Je cherchais mes mots, c’était tellement compliqué à exprimer. Quelques heures plus tôt, j’étais mort moi aussi.

– Alors, tu dis quoi ?

– ... Vous me faites chaud au cœur... Je ne savais pas que vous étiez aussi généreux.

– Tu comprends pas ? C’est parce qu’on t’aime, tout simplement, dit Olivier en me prenant assez vivement l’épaule, comme pour me remuer et me ramener à la vie. J’avais oublié qu’il était urgentiste et que son job était de sauver des vies.
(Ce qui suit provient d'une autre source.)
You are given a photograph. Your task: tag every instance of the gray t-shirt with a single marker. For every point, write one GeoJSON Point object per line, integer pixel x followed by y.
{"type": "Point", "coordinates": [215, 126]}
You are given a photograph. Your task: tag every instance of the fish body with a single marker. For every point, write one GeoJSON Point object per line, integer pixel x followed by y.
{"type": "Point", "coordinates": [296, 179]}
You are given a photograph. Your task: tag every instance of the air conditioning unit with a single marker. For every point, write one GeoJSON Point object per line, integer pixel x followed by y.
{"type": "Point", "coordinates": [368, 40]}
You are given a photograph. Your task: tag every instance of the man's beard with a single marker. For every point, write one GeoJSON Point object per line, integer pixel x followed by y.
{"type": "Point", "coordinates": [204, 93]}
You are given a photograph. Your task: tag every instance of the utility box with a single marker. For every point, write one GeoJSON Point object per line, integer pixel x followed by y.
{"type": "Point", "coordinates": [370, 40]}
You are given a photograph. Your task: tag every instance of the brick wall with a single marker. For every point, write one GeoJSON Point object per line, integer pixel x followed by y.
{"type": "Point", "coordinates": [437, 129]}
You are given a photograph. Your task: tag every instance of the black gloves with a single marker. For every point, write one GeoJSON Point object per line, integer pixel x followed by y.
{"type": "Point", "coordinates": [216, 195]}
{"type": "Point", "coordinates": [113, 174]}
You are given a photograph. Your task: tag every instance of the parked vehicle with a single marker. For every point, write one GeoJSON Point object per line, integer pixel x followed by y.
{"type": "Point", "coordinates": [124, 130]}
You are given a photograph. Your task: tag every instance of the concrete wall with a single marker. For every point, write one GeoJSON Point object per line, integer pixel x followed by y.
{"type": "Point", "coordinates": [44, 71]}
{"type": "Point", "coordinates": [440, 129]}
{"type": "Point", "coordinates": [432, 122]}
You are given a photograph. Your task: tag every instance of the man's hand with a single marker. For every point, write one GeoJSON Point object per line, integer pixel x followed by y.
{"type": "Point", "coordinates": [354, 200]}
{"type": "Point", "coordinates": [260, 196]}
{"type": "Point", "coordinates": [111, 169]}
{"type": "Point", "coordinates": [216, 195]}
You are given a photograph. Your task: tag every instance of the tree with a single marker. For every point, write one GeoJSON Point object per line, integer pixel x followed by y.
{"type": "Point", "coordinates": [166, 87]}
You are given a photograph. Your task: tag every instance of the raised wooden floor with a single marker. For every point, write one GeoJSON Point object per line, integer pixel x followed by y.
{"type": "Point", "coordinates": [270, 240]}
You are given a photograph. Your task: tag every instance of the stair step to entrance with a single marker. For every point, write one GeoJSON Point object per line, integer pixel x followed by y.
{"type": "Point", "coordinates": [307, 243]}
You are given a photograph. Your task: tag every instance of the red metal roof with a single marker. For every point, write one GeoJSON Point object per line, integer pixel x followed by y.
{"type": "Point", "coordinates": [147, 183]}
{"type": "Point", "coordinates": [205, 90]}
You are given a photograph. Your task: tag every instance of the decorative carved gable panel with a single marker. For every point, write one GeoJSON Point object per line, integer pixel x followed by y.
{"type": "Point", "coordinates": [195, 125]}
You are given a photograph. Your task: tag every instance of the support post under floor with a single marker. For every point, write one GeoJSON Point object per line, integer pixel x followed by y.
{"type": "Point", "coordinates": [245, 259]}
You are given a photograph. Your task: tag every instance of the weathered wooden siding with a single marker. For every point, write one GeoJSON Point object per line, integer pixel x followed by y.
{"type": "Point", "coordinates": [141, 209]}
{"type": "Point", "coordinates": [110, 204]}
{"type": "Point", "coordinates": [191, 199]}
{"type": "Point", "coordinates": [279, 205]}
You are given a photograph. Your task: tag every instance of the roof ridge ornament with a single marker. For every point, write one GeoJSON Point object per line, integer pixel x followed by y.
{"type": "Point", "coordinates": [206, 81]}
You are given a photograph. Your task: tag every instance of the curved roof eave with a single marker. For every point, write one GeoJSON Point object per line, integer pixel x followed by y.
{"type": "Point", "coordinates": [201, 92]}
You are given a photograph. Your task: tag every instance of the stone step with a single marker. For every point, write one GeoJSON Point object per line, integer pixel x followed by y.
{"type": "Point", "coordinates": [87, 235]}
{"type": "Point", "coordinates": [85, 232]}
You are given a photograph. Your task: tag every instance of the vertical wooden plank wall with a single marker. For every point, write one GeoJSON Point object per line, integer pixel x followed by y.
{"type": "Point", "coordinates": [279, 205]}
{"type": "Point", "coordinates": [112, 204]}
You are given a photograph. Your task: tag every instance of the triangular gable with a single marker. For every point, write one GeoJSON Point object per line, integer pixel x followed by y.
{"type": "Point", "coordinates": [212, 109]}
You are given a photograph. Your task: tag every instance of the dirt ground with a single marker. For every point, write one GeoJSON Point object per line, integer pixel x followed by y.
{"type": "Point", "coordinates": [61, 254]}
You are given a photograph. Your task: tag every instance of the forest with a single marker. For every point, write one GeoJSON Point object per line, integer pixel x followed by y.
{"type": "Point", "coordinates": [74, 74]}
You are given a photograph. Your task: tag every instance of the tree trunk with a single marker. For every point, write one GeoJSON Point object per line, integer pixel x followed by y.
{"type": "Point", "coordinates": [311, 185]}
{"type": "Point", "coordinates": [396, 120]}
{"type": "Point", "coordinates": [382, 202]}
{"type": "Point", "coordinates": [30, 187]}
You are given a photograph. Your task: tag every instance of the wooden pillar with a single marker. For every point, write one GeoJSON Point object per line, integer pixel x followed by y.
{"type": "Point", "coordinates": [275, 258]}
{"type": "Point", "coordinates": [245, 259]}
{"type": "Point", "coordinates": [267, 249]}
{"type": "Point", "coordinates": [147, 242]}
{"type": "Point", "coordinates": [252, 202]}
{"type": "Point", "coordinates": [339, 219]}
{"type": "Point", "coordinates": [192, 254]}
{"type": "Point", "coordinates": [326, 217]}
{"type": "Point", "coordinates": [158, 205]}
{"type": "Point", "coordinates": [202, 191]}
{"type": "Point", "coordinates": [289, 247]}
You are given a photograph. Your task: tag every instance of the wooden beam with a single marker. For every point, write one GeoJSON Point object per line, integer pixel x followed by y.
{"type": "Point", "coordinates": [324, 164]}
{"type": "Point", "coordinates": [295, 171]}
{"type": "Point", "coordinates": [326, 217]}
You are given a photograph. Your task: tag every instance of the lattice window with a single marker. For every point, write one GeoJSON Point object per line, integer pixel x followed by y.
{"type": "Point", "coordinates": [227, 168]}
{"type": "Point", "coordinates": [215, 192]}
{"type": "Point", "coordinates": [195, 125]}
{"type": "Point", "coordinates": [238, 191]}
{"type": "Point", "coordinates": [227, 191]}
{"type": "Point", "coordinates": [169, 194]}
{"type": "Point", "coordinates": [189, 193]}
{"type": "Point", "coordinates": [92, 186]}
J’étais un rescapé en cet instant.

Cette déclaration me fit de nouveau pleurer, je ne pouvais plus m’arrêter, n’avais jamais vécu un tel désespoir et perdu les pédales à ce point-là.

– Viens avec nous, tu as encore besoin d’être consolé. Cette nuit, tu vas dormir avec nous.

Arrivés dans la chambre, ils m’ont déshabillé, eux de même, et nous nous sommes retrouvés tous les trois dans ce lit très large. Moi au milieu, les deux me faisant une bise avant que je ne m’endorme.

Ces deux mecs m’apportaient simplement et généreusement la tendresse et l’affection dont j’avais tellement besoin à ce moment. C’était bien plus que de la gentillesse. Il y avait de réels sentiments de leur part, je ne m’y attendais pas du tout et n’en espérais pas tant. Je n’avais plus de parents, mais au moins je me découvrais de vrais amis.